What's the best manner of implementing a social activity stream?

Ruby on-RailsAndroid ActivitySocial Networking

Ruby on-Rails Problem Overview


I'm interested in hearing your opinions in which is the best way of implementing a social activity stream (Facebook is the most famous example). Problems/challenges involved are:

  • Different types of activities (posting, commenting ..)
  • Different types of objects (post, comment, photo ..)
  • 1-n users involved in different roles ("User x replied to User y's comment on User's Z post")
  • Different views of the same activity item ("you commented .." vs. "your friend x commented" vs. "user x commented .." => 3 representations of a "comment" activity)

.. and some more, especially if you take it to a high level of sophistication, as Facebook does, for example, combining several activity items into one ("users x, y and z commented on that photo"

Any thoughts or pointers on patterns, papers, etc on the most flexible, efficient and powerful approaches to implementing such a system, data model, etc. would be appreciated.

Although most of the issues are platform-agnostic, chances are I end up implementing such a system on Ruby on Rails

Ruby on-Rails Solutions


Solution 1 - Ruby on-Rails

I have created such system and I took this approach:

Database table with the following columns: id, userId, type, data, time.

  • userId is the user who generated the activity
  • type is the type of the activity (i.e. Wrote blog post, added photo, commented on user's photo)
  • data is a serialized object with meta-data for the activity where you can put in whatever you want

This limits the searches/lookups, you can do in the feeds, to users, time and activity types, but in a facebook-type activity feed, this isn't really limiting. And with correct indices on the table the lookups are fast.

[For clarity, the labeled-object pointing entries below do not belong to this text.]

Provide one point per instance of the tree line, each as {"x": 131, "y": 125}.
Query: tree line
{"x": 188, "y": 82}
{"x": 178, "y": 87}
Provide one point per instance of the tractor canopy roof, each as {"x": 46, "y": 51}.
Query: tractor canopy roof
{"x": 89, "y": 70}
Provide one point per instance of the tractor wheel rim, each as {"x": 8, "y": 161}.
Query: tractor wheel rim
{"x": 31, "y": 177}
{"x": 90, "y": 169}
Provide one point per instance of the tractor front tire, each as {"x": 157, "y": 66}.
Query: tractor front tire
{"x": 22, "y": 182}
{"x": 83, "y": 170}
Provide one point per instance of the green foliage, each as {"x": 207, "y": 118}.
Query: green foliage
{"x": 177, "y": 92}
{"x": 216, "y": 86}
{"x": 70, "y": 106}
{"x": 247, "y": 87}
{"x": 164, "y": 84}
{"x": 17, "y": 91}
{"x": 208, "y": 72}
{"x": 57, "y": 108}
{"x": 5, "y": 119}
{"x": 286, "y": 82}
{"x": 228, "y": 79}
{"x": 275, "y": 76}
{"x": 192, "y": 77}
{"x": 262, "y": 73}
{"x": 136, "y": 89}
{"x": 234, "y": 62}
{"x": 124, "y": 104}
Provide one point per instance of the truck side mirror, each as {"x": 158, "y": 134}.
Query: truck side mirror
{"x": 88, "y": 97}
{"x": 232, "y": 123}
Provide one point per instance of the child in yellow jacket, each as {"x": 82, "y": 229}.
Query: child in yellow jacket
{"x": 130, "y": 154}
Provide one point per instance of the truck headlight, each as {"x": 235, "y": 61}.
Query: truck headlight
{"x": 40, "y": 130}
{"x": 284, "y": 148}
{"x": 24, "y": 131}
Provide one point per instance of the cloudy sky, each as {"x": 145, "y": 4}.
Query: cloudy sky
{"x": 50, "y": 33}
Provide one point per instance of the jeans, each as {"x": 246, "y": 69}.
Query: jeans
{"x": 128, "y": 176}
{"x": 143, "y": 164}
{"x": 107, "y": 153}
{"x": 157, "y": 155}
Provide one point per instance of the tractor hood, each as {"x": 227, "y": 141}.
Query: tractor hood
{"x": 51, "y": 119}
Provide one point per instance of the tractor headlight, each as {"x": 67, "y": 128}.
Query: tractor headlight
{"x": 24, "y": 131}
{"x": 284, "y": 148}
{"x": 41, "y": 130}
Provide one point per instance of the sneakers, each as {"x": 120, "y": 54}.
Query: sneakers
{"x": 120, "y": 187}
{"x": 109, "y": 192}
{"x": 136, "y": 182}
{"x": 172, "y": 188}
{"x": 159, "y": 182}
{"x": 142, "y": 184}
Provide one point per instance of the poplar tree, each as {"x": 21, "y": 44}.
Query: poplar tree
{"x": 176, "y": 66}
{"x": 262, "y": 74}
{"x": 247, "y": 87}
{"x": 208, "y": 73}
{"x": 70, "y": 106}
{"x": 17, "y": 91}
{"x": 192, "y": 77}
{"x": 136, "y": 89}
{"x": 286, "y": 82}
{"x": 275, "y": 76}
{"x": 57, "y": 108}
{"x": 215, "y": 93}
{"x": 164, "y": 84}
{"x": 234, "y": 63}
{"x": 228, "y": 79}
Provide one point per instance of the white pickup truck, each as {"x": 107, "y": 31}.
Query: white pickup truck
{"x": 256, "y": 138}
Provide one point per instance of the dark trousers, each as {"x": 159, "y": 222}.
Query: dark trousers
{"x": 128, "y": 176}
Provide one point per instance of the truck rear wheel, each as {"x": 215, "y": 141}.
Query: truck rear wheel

With this design you would have to decide what metadata each type of event should require. For example a feed activity for a new photo could look something like this:

{id:1, userId:1, type:PHOTO, time:2008-10-15 12:00:00, data:{photoId:2089, photoName:A trip to the beach}}

You can see that, although the name of the photo most certainly is stored in some other table containing the photos, and I could retrieve the name from there, I will duplicate the name in the metadata field, because you don't want to do any joins on other database tables if you want speed. And in order to display, say 200, different events from 50 different users, you need speed.

Then I have classes that extends a basic FeedActivity class for rendering the different types of activity entries. Grouping of events would be built in the rendering code as well, to keep away complexity from the database.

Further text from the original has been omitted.